Little by little, they started to arrive: the experienced, those who were looking to qualify, the newbies.

Today I had my hair up in a bun, as a suggestion from my swim instructor. “So that you can go faster,” he told me. Even with this vague advantage, I still was nowhere near feeling like Michael Phelps as I was being left behind. Upon rounding the first sea wall, I felt my swim cap slide back. My goggles will hold it on, I thought.
“Modified crawl every ten strokes,” my lifeguard friend had told me. I lifted my head out of the water every now and so often to see where I was. We had to swim an “M” around two sea walls and upon round the wall, the buoy was a lot farther off than I thought and I lost sight of it frequently.
At least I don’t have to worry about swimming to Cuba this time.
When I finally got to the end of the swim, I heard people shouting my name. I fell in the sargasso, betrayed by the wet sand that had turned into a thick goop underneath the plants. I took off my goggles to find that I had lost my cap.
With wet hair dripping over my face, falling and, apparently, having the largest group of people cheering me on, I wasn’t exactly the spitting image of grace. I looked more like a wet St. Bernard.
“Here comes the last two athletes!” I heard the announcer shout into the microphone as I ran up to my bike. Cool. I wasn’t the last one out of the water.

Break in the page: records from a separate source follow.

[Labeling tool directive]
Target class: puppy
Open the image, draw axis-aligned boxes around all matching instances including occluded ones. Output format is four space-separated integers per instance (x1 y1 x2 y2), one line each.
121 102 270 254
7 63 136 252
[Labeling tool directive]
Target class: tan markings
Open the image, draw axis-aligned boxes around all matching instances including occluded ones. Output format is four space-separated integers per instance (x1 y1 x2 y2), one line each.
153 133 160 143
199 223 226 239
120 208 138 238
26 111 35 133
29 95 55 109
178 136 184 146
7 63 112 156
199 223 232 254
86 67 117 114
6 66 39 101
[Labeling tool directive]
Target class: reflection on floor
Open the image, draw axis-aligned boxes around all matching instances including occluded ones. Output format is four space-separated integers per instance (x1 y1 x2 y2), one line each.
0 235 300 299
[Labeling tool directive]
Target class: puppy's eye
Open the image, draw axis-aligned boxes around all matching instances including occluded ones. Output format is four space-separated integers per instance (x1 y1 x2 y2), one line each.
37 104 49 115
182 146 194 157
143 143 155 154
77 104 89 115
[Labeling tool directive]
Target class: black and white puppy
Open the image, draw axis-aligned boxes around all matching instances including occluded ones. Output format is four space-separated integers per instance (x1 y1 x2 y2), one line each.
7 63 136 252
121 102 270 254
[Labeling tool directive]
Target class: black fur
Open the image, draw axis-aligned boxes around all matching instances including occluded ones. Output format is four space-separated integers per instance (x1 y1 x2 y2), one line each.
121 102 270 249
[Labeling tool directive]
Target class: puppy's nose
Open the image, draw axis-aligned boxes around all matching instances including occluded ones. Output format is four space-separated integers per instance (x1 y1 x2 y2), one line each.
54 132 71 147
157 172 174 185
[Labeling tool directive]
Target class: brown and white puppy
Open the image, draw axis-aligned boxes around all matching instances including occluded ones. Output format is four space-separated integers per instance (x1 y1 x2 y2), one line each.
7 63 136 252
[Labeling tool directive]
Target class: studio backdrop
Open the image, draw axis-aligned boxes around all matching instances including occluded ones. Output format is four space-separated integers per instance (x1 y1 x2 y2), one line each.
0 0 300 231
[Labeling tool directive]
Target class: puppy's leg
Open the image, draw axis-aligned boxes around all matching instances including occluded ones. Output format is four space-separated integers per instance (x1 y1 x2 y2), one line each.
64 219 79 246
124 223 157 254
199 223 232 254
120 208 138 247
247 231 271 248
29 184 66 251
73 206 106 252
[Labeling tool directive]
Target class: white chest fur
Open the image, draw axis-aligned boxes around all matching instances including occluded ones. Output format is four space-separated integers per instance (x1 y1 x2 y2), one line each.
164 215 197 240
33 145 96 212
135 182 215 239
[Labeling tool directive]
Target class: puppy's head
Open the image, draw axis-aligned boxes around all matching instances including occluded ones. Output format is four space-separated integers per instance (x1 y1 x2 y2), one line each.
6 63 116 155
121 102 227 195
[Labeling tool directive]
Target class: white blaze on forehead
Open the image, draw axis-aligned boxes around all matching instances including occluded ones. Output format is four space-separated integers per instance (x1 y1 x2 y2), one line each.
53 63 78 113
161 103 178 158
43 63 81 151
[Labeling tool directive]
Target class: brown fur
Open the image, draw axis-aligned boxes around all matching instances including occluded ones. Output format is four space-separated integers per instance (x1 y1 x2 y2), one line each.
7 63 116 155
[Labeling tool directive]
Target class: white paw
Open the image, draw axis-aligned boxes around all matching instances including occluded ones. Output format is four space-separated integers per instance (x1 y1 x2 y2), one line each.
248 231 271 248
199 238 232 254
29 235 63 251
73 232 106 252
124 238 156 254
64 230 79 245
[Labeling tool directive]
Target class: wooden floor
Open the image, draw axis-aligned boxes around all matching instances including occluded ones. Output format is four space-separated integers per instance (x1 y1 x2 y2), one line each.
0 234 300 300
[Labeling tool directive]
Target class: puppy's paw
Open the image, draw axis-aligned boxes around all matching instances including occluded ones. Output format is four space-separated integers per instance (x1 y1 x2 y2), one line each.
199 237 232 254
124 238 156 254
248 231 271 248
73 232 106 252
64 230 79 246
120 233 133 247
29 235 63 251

I arrive to T1 was a little bit more practice. A water bottle to wash the sand off my sandy feet. A towel to dry them. First shoe. Second shoe. Jersey with pinned-on bib number. Helmet. Sunglasses. Unrack bike.
If suffering had a representative image, this woman would win hands down.
Upon finishing my second lap, the leaders were already returning to the racks to pick up their bikes. By this time, I was able to pass up two people (one of them being Suffering Woman) on the bike but those same two passed me up in the run. I ran calmly, knowing that there was no hurry. I wasn’t going to break any records; I had no sponsors on my back. The only record I beat was my own: I arrived second to last, one place better than last time.
But something got my hide:
Suffering passed me up.
There is a marvelous movie called “The World’s Fastest Indian” with Sir Anthony Hopkins. It’s the true story of Burt Munro, a New Zealander who, at his 60 some-odd years of age, went to make his dream come true in running his streamline, sub-1000 cc motorcycle on the salt flats of Bonneville, Utah. At the beginning of the movie, there is a shot of a shelf filled with pistons, pieces that he himself had made and, for one reason or another, didn’t work. Witnesses to his hundreds of intents at being better.
It was a part of his offering to the God of Speed, on his search for the piece that will make him faster.
I also search for the piece that will make me faster.
If there is an element that I identify with, I would say it was the wind.
If there was an animal that I loved, I would say it would be a bird of prey, like a hawk.
And just like that, I found my totem.
In my solitary wanderings (what I call my training sessions), I sometimes see a hawk far away, drawing circles in the air. In my mind, it lands on a tree that is on top of a hill, which I see only as a tiny dot on the horizon. And it waits for me. Sometimes, it seems so far away that I’m not even sure that I’m moving towards it but I trust that if my feet are moving, the distance between the hawk and I is closing.
I want to be fast. Make me fast.
If I make it to that tree where that hawk is, I’ll know I am.